Active learning (AL) prioritises which compounds to measure next for protein–ligand affinity when assay or simulation budgets are limited. We present an explainable AL framework built on Gaussian process regression and assess how molecular representations, covariance kernels, and acquisition policies affect enrichment across four drug-relevant targets. Using recall of the top active compound, we find that dataset identity which is a target's chemical landscape sets the performance ceiling and method choices modulate outcomes rather than overturn them. Fingerprints with simple Gaussian process kernels provide robust, low-variance enrichment, whereas learned embeddings with non-linear kernels can reach higher peaks but with greater variability. Uncertainty-guided acquisition consistently outperforms random selection, yet no single policy is universally optimal; the best choice follows structure–activity relationship (SAR) complexity.

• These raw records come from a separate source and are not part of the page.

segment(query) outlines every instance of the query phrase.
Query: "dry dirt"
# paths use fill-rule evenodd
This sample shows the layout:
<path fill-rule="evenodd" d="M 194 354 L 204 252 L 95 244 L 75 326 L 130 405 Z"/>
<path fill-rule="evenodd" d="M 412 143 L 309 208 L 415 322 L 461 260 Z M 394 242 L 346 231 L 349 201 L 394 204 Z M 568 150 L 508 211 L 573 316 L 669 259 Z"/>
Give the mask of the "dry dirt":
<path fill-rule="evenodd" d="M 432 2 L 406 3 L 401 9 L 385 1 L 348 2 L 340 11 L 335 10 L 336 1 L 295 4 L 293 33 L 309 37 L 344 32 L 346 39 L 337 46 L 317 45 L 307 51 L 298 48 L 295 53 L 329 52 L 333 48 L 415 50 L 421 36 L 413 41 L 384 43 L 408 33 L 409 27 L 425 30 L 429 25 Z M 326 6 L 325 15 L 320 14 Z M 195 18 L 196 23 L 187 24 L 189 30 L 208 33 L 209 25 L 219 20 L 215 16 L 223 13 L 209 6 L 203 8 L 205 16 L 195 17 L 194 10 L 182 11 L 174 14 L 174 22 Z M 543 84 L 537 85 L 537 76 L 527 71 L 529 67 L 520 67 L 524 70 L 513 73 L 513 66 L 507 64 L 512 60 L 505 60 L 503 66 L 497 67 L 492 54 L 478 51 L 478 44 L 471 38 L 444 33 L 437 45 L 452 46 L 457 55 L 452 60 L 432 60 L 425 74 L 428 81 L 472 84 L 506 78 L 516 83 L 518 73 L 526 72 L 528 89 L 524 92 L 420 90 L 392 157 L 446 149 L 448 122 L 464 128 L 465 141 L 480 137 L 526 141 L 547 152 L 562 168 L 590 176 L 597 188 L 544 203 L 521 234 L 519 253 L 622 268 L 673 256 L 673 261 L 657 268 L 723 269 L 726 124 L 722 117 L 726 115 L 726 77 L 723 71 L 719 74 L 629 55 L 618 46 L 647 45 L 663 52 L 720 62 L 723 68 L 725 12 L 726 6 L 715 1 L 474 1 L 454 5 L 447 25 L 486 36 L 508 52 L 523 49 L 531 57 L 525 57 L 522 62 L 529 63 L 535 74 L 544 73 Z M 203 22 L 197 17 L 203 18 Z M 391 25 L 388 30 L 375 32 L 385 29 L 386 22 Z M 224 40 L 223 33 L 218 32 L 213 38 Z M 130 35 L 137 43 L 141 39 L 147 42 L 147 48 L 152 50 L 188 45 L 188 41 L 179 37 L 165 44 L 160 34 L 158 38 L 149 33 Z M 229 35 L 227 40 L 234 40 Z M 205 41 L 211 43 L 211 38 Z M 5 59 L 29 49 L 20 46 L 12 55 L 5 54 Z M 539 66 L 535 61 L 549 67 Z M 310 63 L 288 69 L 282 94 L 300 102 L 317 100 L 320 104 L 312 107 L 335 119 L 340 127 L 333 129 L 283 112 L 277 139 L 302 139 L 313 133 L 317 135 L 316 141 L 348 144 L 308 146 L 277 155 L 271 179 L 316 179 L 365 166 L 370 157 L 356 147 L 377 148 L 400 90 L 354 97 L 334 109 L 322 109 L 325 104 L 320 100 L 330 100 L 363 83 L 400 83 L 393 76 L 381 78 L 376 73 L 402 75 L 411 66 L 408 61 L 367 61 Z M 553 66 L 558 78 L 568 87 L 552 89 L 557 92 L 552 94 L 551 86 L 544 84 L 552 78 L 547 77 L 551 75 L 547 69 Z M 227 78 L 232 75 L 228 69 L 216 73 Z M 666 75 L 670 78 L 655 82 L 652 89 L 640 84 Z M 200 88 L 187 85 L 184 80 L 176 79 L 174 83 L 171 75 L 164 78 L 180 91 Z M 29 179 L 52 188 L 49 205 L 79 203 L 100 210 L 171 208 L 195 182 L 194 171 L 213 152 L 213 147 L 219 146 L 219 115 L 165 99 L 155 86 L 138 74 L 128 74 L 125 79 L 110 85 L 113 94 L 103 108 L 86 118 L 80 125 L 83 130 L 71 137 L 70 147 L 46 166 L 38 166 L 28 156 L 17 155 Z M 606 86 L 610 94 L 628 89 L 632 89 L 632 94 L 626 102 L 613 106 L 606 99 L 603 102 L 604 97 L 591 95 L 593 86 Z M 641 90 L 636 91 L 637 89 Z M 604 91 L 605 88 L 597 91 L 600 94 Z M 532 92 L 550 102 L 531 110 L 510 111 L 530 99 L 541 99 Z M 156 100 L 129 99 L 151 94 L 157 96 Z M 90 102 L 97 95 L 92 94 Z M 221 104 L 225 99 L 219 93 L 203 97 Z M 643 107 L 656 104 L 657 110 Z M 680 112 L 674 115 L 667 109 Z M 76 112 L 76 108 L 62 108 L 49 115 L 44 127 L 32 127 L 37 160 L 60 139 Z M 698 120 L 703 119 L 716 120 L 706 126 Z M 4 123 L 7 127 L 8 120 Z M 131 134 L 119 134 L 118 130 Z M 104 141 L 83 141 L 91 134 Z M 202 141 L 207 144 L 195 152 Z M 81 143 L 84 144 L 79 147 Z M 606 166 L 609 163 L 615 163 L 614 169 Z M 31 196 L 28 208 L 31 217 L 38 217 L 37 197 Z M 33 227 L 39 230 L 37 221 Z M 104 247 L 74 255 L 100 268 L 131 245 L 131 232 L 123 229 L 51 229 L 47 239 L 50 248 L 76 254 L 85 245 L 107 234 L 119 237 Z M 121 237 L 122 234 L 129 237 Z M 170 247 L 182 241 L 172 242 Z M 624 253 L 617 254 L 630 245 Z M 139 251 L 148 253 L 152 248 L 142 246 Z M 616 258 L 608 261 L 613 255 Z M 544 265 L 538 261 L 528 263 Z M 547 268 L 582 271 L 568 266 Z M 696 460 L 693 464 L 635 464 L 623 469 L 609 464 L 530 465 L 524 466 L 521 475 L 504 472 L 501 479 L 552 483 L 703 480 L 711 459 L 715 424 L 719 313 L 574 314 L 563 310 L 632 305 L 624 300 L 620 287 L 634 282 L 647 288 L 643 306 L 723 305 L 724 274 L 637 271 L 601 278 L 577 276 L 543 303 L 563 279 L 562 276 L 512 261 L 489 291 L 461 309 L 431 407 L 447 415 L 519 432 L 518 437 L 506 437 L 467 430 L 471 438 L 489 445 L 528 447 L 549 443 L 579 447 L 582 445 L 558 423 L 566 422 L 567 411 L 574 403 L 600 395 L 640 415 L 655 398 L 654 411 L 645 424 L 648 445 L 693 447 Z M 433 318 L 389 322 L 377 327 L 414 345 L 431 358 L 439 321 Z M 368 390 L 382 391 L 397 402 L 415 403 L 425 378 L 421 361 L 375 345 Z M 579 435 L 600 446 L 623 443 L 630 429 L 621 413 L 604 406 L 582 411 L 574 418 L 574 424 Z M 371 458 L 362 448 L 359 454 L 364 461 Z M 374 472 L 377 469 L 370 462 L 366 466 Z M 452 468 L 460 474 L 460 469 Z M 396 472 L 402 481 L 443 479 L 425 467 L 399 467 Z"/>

To enhance interpretability beyond black-box selection, we integrate SHapley Additive exPlanations (SHAP) to link high-impact fingerprint bits to chemically meaningful fragments across AL cycles, illustrating how the model's attention progressively concentrates on SAR-relevant motifs. We additionally provide an interactive active learning analysis platform featuring SHAP traces to support reproducibility and target-specific decision-making.